Deer Lake Red Wings forward T. J. Smith keeps a close eye on the play during a recent West Coast Senior Hockey League game against the Corner Brook Royals at the Corner Brook Civic Centre.
Deer Lake Red Wings forward T. J. Smith keeps a close eye on the play during a recent West Coast Senior Hockey League game against the Corner Brook Royals at the Corner Brook Civic Centre. - Dave Kearsey

CORNER BROOK, N.L. - Back on the ice playing the game he loves for fun.

An escape from the daily grind of life and the challenges that get thrown at you.

T. J. Smith is back playing competitive hockey again and it’s a lot of fun.

T.J. Smith. File
T.J. Smith. File

The St. Anthony native, a champion for those struggling with mental health issues after struggling with depression in his own world, is a welcomed addition to the Deer Lake Red Wings of the West Coast Senior Hockey League.

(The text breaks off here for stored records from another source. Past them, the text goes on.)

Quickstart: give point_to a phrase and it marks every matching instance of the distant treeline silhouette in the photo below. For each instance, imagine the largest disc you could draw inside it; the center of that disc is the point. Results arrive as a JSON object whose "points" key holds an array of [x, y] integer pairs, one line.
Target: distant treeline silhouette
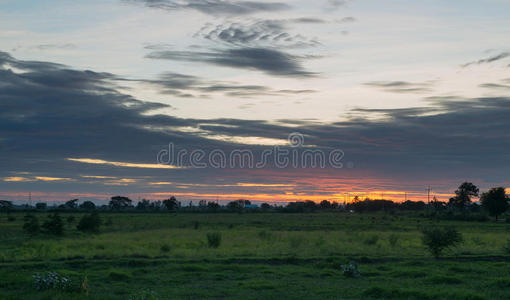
{"points": [[494, 202]]}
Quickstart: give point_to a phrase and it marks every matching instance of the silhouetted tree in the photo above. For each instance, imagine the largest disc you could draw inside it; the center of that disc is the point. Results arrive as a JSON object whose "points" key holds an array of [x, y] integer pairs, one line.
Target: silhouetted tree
{"points": [[90, 223], [120, 202], [265, 206], [143, 205], [495, 201], [463, 195], [171, 204], [41, 205], [213, 206], [88, 205], [5, 205], [238, 204]]}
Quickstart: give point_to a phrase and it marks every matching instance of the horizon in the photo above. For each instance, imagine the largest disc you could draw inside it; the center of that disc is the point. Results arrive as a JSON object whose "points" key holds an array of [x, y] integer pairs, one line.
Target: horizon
{"points": [[334, 99]]}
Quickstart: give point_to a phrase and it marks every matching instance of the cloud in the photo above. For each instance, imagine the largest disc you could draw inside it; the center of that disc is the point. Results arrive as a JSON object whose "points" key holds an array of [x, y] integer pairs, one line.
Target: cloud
{"points": [[269, 61], [216, 7], [495, 86], [488, 60], [273, 33], [401, 86], [43, 122], [192, 86]]}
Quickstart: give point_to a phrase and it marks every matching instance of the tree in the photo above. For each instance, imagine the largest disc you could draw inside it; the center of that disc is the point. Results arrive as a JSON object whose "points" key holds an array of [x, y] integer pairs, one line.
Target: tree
{"points": [[325, 204], [31, 225], [5, 205], [54, 225], [213, 206], [88, 205], [143, 205], [90, 223], [71, 204], [495, 201], [438, 239], [119, 202], [171, 204], [41, 205], [463, 195]]}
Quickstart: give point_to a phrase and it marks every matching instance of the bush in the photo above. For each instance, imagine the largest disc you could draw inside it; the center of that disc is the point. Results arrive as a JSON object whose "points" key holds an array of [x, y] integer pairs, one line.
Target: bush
{"points": [[506, 248], [213, 239], [165, 248], [54, 225], [31, 225], [438, 239], [371, 240], [90, 223], [51, 280], [393, 239], [351, 270]]}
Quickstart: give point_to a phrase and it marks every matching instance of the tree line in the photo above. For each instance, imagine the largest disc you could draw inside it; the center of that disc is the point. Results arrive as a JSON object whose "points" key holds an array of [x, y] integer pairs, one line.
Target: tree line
{"points": [[494, 201]]}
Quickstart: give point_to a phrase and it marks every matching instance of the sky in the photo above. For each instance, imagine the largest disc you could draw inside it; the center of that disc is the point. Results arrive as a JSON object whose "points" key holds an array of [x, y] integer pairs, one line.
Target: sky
{"points": [[271, 101]]}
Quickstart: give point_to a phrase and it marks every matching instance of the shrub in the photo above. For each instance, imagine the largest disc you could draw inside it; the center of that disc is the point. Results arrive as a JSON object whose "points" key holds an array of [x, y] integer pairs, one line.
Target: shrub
{"points": [[371, 240], [90, 223], [438, 239], [31, 225], [393, 239], [506, 248], [351, 270], [51, 280], [54, 225], [213, 239], [165, 248]]}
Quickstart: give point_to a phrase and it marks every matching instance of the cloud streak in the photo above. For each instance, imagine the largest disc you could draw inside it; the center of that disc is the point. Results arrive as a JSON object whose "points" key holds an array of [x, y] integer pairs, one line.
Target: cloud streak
{"points": [[269, 61], [216, 7]]}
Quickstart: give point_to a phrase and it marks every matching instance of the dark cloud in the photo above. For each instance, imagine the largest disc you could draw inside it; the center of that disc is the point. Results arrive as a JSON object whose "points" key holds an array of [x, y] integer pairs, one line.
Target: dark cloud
{"points": [[187, 86], [495, 86], [401, 86], [273, 33], [269, 61], [216, 7], [488, 60], [81, 114]]}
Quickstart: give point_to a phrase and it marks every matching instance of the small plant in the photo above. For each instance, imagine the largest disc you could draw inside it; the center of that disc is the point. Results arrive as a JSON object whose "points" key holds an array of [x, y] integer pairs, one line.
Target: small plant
{"points": [[214, 239], [31, 225], [90, 223], [506, 248], [351, 270], [438, 239], [393, 239], [371, 240], [144, 295], [165, 248], [54, 225], [51, 280]]}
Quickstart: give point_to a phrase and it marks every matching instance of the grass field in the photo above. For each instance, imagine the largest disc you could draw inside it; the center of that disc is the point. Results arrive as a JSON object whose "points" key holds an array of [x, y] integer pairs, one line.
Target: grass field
{"points": [[279, 256]]}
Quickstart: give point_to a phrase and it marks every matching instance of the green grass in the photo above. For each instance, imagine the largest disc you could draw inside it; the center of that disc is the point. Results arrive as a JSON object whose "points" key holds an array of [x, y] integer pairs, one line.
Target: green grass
{"points": [[297, 256]]}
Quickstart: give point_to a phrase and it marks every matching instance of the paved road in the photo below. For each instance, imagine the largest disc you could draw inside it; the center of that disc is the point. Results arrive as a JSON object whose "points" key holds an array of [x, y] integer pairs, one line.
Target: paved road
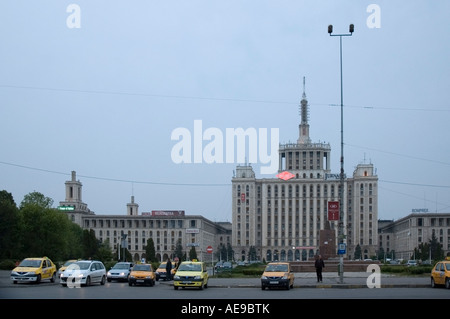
{"points": [[308, 280]]}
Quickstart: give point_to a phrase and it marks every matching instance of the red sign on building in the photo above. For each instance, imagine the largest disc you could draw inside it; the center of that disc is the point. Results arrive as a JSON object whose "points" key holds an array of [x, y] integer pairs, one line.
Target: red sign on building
{"points": [[333, 210]]}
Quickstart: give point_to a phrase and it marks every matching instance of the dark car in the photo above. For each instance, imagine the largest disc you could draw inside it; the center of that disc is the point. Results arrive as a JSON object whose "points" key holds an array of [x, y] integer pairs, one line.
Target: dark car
{"points": [[120, 271]]}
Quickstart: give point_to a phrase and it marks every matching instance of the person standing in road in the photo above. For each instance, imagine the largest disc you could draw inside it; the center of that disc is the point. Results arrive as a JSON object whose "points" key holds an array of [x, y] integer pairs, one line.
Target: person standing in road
{"points": [[169, 269], [319, 264]]}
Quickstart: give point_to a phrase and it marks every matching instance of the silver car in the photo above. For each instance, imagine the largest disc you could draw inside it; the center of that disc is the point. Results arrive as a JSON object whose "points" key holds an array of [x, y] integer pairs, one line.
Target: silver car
{"points": [[119, 271], [83, 273]]}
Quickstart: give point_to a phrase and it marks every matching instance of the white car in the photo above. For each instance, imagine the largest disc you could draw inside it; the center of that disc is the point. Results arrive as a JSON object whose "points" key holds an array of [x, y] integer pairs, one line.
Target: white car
{"points": [[411, 263], [83, 273]]}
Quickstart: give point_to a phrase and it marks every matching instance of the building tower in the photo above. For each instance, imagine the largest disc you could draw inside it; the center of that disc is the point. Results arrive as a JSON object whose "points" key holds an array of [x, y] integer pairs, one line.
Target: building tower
{"points": [[132, 208], [74, 190]]}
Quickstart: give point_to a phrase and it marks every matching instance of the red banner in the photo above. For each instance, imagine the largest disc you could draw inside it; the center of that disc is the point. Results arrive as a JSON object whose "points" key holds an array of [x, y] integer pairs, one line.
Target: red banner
{"points": [[333, 210]]}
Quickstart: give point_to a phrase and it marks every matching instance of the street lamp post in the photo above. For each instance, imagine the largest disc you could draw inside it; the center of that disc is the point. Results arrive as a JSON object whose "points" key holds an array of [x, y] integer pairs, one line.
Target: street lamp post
{"points": [[341, 235]]}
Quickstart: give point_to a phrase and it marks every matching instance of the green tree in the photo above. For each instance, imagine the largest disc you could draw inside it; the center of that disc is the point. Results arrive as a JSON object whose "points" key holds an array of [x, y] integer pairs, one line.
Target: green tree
{"points": [[37, 199], [104, 252], [9, 226], [358, 252], [436, 248], [192, 253], [150, 252], [178, 250], [230, 252], [90, 244]]}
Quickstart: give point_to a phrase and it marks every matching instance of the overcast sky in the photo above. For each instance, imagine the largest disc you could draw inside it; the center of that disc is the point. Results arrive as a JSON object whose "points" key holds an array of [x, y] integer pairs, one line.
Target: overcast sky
{"points": [[99, 87]]}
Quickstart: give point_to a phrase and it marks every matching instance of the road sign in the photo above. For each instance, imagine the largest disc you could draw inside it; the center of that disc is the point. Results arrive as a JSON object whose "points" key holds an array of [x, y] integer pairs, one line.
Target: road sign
{"points": [[342, 249]]}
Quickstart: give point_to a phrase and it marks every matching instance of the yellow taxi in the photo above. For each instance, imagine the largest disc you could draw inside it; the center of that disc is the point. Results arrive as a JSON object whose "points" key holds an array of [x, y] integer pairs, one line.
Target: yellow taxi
{"points": [[161, 272], [34, 270], [142, 274], [64, 266], [440, 274], [191, 274], [277, 274]]}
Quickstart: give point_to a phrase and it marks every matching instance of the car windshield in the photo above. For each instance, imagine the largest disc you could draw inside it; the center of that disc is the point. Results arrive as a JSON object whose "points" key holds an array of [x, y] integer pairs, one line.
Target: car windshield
{"points": [[79, 265], [30, 263], [142, 268], [276, 268], [121, 266], [190, 267]]}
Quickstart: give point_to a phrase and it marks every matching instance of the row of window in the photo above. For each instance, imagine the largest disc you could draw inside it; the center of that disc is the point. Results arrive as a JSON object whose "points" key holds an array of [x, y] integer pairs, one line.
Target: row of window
{"points": [[334, 190], [138, 223]]}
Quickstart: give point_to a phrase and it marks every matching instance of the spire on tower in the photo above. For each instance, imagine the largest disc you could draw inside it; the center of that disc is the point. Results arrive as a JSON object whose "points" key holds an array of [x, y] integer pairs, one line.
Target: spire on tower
{"points": [[304, 126]]}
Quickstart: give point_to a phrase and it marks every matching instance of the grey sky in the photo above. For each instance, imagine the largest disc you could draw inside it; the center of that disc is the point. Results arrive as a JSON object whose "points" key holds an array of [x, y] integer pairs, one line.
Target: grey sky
{"points": [[104, 99]]}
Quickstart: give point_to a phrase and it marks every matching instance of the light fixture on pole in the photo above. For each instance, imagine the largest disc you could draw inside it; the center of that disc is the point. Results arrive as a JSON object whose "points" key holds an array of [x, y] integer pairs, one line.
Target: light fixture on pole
{"points": [[341, 235]]}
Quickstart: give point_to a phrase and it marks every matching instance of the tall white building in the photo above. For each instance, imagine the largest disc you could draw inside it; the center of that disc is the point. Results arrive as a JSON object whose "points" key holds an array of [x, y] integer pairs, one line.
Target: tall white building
{"points": [[281, 217]]}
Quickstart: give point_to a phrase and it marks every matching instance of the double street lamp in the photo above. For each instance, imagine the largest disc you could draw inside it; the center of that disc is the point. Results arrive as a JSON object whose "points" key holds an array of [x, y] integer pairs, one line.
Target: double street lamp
{"points": [[341, 235]]}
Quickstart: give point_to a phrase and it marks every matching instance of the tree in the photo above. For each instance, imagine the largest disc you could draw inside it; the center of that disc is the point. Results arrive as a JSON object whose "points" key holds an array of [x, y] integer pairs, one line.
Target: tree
{"points": [[358, 252], [252, 253], [192, 253], [36, 198], [104, 252], [90, 244], [178, 250], [9, 225], [436, 248], [230, 252], [150, 252]]}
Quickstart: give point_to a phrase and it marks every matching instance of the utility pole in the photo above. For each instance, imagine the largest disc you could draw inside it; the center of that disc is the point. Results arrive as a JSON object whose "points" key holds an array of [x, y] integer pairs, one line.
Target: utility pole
{"points": [[341, 235]]}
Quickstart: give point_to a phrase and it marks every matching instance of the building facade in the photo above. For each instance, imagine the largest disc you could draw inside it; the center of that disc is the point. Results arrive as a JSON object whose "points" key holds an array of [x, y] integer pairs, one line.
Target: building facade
{"points": [[401, 237], [166, 228], [282, 218]]}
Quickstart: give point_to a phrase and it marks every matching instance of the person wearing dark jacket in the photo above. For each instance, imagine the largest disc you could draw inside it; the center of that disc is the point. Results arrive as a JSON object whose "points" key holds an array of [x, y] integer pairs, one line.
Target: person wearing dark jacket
{"points": [[319, 264], [169, 269]]}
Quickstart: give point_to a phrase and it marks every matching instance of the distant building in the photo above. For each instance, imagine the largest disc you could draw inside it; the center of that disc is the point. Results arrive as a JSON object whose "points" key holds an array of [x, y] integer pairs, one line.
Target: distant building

Smith, a former Western Kings star who played NCAA Division 1 hockey, is a former coach and general manager of the Yarmouth Mariners and assistant coach for the Valley Wildcats and Truro Bearcats, Junior A teams in the Maritime Hockey League.

Smith decided to return to St. Anthony early in January after his son and the mother of his child decided to move to Toronto.

The days of fighting suicidal thoughts are behind him and he’s thankful for the support he received along the way so now he’s just focused on making the most out of life.

While being back home provides him with an avenue to continue shooting around the puck, it also enabled him to establish his mental health business on familiar turf and he’s also been busy passing on his hockey wisdom to young boys and girls on the Northern Peninsula through hockey schools.

He’s been in the lineup for the Red Wings for the past four games and certainly didn’t look out of place despite the fact he’s been away from competitive hockey for a number of years.

“Coming home was something I had to do and so far it’s been good,” Smith said. “I didn’t know what to expect at first, but now that I’ve played a few games it feels good again.”

The 31-year-old likes the concept of local players playing for their community and believes it’s the way to keep senior hockey alive because bringing in imports has proven to be too costly on too many occasions over the years.

He remembers the times when players came into the province on the weekends and got a fair chunk of change for playing a few games of hockey and going back home again.

He was one of them for a couple of years and he admits there were many imports (including himself) who were only motivated by the envelope of cash at the end of the weekend.

“Some were just coming over to get the money. They didn’t really care and didn’t have that much pride in playing,” he said.

Smith is expected to give the Red Wings some experience and depth in the quest for a senior hockey title.

They’ll probably get a little more given the fact Smith has proven to be a guy who is willing to fight for something he truly believes in.